The stock might not look so cheap right now, but this is a cash cow which I can see returning to 20+% growth next year and beyond. For what it’s worth, Wall Street analysts expect ETSY to maintain robust growth rates through 2025:
(Seeking Alpha)
I expect ETSY to be able to drive strong operating leverage as it eventually scales back its reliance on sales & marketing spend. I expect the company to be able to eventually earn 35% net margins. I anticipate a 30x 2025 earnings multiple, which based on 35% long term margins, suggests a 10.5x price to sales multiple. That represents roughly 110% upside through 2025 - a compounded annual return of around 20%. There may be substantial upside surprise potential to that projection, as ETSY is already earning 20+% net margins and may be able to sustain elevated growth rates for a longer period of time. I rate shares a strong buy with a high likelihood of outperforming the market for many years.
Risks
The e-commerce market is highly competitive. While ETSY appears to have a niche in customized goods, it is possible that other platforms try to compete in the space. For now, I find this to not be so likely due to the network effects provided by the ETSY platform.
ETSY sellers may try to sell on their own website in order to avoid commission fees. Through services like Shopify, sellers may be able to host their own e-commerce stores. I expect overall sales to remain reliant on ETSY’s sales funnel, and ETSY’s diverse list of stores helps mitigate the risk of any one seller moving off the platform.

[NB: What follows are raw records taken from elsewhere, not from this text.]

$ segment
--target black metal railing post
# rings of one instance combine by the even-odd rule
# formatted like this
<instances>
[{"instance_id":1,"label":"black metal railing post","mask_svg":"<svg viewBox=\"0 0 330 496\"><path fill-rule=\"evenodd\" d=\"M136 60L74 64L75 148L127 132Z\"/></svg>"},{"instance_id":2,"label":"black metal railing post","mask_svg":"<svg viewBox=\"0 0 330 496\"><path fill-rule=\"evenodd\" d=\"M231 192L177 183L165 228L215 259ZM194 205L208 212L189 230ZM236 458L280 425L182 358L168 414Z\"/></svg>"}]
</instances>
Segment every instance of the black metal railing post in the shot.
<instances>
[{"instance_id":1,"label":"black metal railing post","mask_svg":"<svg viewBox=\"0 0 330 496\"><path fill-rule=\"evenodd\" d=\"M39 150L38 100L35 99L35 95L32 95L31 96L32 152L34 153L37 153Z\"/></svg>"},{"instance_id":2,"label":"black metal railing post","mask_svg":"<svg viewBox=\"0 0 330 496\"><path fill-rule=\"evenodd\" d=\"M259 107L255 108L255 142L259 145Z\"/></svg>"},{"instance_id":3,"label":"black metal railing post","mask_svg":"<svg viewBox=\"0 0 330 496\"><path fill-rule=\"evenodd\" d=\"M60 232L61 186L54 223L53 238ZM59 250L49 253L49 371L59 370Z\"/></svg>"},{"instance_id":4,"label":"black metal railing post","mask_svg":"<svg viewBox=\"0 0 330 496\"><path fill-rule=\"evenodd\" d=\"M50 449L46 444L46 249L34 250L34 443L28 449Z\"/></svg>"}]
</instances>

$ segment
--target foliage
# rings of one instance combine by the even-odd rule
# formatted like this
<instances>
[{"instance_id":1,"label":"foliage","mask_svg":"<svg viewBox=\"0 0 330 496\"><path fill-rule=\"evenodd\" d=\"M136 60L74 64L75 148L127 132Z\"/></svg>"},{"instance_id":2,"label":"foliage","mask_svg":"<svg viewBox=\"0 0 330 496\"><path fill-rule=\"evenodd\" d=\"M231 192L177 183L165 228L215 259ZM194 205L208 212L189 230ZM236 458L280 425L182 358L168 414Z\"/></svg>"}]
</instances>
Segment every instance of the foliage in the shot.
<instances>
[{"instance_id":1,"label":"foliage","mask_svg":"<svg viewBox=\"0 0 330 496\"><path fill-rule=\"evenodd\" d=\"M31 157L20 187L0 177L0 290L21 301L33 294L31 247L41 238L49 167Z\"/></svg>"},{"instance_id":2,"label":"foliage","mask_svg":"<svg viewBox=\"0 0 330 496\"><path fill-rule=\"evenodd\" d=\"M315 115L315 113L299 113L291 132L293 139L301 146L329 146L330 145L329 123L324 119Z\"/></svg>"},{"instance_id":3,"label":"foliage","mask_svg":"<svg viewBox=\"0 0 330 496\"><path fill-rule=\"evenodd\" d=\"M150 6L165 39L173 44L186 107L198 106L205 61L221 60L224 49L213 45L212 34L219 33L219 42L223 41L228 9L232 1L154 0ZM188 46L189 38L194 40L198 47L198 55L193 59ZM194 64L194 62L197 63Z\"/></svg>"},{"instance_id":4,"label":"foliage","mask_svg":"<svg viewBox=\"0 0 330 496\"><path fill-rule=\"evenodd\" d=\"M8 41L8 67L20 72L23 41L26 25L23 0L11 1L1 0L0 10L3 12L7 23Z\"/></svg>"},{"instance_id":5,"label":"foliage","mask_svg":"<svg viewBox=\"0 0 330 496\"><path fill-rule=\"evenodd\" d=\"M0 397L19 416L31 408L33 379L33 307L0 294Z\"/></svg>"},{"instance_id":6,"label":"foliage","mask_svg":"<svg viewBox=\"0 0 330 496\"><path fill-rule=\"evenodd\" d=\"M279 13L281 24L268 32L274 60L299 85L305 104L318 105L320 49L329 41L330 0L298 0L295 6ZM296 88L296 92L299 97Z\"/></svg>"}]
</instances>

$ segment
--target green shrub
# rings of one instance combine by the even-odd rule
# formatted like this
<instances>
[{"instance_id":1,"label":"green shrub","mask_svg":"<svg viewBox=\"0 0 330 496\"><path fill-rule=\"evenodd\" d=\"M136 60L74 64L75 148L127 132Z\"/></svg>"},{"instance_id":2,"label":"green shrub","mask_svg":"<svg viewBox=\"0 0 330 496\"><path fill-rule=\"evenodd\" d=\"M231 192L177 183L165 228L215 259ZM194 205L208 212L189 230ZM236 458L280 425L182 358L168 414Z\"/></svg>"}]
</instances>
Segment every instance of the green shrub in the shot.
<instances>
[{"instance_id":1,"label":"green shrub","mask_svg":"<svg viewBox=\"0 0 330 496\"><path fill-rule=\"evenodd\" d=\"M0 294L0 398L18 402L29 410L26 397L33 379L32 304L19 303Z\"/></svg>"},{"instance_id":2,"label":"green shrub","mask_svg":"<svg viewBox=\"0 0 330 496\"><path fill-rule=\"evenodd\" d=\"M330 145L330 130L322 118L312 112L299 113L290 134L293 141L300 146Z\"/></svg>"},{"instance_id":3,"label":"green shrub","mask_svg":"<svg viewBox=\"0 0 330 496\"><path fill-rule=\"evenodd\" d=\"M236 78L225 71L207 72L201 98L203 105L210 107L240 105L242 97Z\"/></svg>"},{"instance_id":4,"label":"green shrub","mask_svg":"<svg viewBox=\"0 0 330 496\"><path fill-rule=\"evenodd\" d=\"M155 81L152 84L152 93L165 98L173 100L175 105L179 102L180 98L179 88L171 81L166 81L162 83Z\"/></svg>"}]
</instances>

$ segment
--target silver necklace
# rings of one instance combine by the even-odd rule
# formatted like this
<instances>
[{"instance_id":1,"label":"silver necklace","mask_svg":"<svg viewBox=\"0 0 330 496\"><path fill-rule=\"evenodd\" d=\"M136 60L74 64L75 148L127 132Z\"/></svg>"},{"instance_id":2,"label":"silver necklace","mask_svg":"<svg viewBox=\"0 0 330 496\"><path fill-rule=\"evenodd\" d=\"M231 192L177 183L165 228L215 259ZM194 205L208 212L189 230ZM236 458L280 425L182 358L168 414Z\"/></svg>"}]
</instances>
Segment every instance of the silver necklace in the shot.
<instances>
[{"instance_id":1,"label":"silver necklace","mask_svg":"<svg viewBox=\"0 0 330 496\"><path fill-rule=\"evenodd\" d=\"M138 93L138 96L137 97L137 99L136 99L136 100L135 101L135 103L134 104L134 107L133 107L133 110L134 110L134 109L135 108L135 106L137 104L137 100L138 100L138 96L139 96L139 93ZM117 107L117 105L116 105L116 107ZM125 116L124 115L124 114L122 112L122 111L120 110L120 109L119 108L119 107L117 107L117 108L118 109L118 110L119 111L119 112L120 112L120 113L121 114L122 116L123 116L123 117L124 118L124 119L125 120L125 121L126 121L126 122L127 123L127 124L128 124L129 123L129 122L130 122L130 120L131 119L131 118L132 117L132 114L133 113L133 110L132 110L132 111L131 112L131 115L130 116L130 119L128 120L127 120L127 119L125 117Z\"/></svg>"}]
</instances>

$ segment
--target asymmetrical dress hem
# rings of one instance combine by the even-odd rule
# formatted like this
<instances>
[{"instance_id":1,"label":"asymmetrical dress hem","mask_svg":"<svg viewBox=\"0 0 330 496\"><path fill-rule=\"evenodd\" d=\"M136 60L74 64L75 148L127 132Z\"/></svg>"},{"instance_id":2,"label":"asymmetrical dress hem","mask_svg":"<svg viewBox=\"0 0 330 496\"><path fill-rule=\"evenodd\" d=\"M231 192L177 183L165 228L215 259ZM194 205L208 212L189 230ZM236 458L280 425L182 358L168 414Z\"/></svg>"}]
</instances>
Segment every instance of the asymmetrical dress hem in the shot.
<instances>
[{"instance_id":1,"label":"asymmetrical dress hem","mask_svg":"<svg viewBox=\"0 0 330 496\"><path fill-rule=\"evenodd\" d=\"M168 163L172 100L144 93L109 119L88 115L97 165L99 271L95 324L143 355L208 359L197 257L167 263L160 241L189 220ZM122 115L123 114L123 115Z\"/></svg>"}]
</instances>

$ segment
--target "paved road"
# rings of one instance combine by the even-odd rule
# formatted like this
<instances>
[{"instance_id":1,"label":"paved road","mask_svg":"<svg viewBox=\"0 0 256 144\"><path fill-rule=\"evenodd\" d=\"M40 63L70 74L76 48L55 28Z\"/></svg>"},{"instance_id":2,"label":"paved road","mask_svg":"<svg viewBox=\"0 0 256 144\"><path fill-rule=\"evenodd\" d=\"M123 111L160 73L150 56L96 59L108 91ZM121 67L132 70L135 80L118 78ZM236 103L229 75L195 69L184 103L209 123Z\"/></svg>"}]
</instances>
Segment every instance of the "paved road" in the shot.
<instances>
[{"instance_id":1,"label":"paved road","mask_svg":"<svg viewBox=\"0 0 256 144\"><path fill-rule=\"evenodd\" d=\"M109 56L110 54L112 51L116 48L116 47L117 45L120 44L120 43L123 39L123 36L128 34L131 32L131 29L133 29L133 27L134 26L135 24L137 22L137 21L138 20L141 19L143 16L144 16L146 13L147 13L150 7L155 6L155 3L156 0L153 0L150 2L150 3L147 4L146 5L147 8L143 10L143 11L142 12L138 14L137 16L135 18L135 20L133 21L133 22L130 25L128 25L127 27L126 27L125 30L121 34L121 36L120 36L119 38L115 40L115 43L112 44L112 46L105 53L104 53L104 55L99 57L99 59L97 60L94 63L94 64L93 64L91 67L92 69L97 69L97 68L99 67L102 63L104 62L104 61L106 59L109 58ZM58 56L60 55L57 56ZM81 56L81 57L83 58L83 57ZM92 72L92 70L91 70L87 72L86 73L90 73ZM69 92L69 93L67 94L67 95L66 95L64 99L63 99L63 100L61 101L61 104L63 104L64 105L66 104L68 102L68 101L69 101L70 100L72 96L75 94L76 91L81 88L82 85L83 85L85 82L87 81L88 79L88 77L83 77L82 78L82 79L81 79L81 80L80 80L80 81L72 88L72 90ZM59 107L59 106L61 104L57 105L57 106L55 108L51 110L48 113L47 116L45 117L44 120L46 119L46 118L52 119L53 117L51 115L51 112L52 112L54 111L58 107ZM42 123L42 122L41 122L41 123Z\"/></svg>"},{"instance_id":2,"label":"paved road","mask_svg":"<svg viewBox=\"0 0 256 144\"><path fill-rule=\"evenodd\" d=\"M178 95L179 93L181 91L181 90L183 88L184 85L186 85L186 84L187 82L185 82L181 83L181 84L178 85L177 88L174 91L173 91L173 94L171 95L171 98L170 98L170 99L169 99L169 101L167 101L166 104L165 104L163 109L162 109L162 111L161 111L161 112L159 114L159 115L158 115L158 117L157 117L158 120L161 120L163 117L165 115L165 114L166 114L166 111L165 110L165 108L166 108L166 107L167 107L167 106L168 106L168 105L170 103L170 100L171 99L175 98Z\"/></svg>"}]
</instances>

ETSY might not be able to show the operating leverage that I anticipate. I see two main scenarios that this might occur. ETSY might have to compete on commission fees if another e-commerce platform poses competition. ETSY might also have to continually increase its sales & marketing expense to third-party advertisements like Google if it is unable to build strong enough name brand recognition.
Conclusion
While ETSY has run up dramatically since only several years ago, much of that outperformance appears to have been due to the absurd undervaluation at which the shares had traded before. The pandemic has boosted ETSY’s business and brand recognition, positioning it nicely to continuing taking market share in the overall e-commerce market. While the current valuation might not make undervaluation immediately apparent, the high profitability and potential for operating leverage suggests that if ETSY can keep up robust growth rates, then it should produce returns far outpacing the broader market. I rate shares a strong buy for long term investors.